1Department of Endocrinology and Metabolism, Shandong Provincial Hospital affiliated to Shandong University, Jinan, Shandong, 250021, China

2Department of Physiology and Neurobiology, and the Institute for Systems Genomics, University of Connecticut, Storrs, CT 06269, USA

3Genesis Biotechnology, Trenton, NJ 08619, USA

4Veterans Affairs Connecticut Healthcare System, West Haven, CT 06516, USA

5Department of Internal Medicine, Section of Digestive Diseases, Yale University, New Haven, CT 06520, USA

6School of Pharmaceutical Sciences, Wenzhou Medical University, Wenzhou, Zhejiang 325035, China

Received 29 September 2017; Accepted 16 December 2017

Editor: Hueng-Sik Choi

Copyright © 2017 Yongfeng Song et al.
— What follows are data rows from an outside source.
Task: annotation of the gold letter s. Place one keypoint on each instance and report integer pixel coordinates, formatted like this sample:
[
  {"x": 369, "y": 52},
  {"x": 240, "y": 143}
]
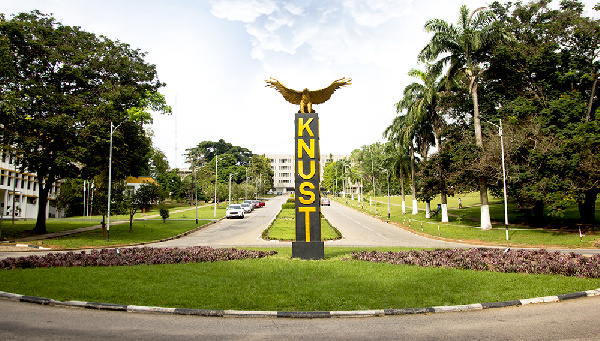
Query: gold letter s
[{"x": 305, "y": 192}]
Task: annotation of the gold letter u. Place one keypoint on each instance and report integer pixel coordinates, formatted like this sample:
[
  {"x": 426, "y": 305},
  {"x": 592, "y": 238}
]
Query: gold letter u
[{"x": 301, "y": 170}]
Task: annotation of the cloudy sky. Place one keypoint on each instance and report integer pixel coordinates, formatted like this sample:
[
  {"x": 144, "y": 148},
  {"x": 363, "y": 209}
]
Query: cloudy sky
[{"x": 214, "y": 56}]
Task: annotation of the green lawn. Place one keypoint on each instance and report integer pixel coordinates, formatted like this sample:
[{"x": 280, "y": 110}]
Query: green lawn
[
  {"x": 22, "y": 228},
  {"x": 284, "y": 284},
  {"x": 463, "y": 223},
  {"x": 144, "y": 231},
  {"x": 284, "y": 228}
]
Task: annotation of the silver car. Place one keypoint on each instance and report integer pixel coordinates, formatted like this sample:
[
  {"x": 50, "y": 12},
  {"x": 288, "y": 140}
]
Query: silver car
[
  {"x": 235, "y": 211},
  {"x": 247, "y": 207}
]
This is an open access article distributed under the Creative Commons Attribution License, which permits unrestricted use, distribution, and reproduction in any medium, provided the original work is properly cited.

Abstract

Small heterodimer partner (SHP, NR0B2) is identified as a unique orphan nuclear receptor that acts as a transcriptional repressor. SHP plays a crucial role in the control of various physiological processes and in several diseases by regulating the expression of disease-specific genes. Non-coding RNAs (ncRNAs), including long noncoding RNAs (lncRNAs) and microRNAs (miRNAs), are encoded of RNAs that are transcribed but not translated into proteins, which are involved in diverse developmental and cellular processes in eukaryotic organisms. Research during the past decade has identified factors participating in the regulation of ncRNAs biogenesis and function. In this review, we summarize recent findings demonstrating a critical role of SHP as a transcriptional regulator of ncRNAs expression and function.